Easy Mushroom Stroganoff
Easy Mushroom Stroganoff
By: The Jaroudi Family
Serves 4
Ingredients:
• 5 oz raw mushrooms, chopped (140 g)
• ½ cup red onions, chopped (115 g)
• 3 cups vegetable broth (720 ml)
• 8 oz pasta, uncooked (225 g)
• 2 cloves garlic, minced
• 1 Tbsp nutritional yeast
• 2 tsp dried parsley
• 1 tsp lemon juice
• ¼ tsp black pepper
• ¼ cup of our sour cream recipe
Directions:
1.) In a large stockpot add all ingredients except for the pasta and sour cream.
2.) Turn the heat to medium-high and simmer for ten minutes.
3.) Add the pasta and cook as directed on the packaging.
4.) After the pasta is cooked turn off the heat.
5.) Stir in ¼ cup of our sour cream recipe.
Instant Pot: Add all ingredients except for the sour cream.
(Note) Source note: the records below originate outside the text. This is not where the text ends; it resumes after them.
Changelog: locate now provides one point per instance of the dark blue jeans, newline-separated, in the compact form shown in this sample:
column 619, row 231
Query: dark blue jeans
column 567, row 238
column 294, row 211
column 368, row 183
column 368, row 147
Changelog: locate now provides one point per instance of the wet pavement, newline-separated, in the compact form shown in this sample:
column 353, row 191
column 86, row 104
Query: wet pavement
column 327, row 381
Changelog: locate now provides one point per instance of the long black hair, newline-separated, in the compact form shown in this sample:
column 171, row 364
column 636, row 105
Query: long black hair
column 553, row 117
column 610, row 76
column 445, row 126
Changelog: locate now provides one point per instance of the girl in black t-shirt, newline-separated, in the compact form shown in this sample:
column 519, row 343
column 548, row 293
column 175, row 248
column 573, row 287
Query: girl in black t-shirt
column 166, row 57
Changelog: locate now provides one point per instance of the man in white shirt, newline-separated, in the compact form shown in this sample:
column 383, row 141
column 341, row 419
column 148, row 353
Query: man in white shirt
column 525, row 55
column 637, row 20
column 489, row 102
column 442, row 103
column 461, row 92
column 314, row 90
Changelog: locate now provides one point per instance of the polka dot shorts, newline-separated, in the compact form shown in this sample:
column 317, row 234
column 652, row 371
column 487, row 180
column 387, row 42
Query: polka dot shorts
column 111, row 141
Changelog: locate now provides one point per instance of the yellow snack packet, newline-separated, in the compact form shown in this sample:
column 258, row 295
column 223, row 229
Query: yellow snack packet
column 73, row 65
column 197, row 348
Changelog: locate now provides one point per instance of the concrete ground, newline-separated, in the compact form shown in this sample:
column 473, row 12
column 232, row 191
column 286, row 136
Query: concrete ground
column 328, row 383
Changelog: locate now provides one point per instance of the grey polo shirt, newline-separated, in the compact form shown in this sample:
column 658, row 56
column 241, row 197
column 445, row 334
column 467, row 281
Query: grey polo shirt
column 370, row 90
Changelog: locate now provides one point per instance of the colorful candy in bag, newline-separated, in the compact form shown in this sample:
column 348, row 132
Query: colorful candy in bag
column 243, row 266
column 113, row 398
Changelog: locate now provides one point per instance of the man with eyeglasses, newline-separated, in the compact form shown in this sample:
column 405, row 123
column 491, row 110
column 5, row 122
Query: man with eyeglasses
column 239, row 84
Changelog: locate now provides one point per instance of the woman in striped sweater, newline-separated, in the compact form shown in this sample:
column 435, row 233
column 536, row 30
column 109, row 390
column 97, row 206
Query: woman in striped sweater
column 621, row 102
Set high-pressure for 4 minutes. Quick-release Instant Pot (this will keep the pasta from overcooking). Stir in the sour cream.
Plant-Based Sour Cream
By: The Jaroudi Family
Makes around 1 cup
Ingredients:
• 1/2 cup raw cashews (75 g)
• ½ cup silken tofu (or white beans!) (85 g)
• 2 Tbsp lemon juice
• 1 Tbsp apple cider vinegar
• 1 tsp garlic powder
• 1 tsp onion powder
• 1 tsp white miso
*You may need to add a small amount of plant milk to help your blender if you have a wide blender canister.
Directions:
1.) Add all ingredients to a high-speed blender.
2.) Blend until smooth. (Use 2 Tbsp or more of plant milk if your blender canister is wide)
3.) Store in an airtight container in the refrigerator.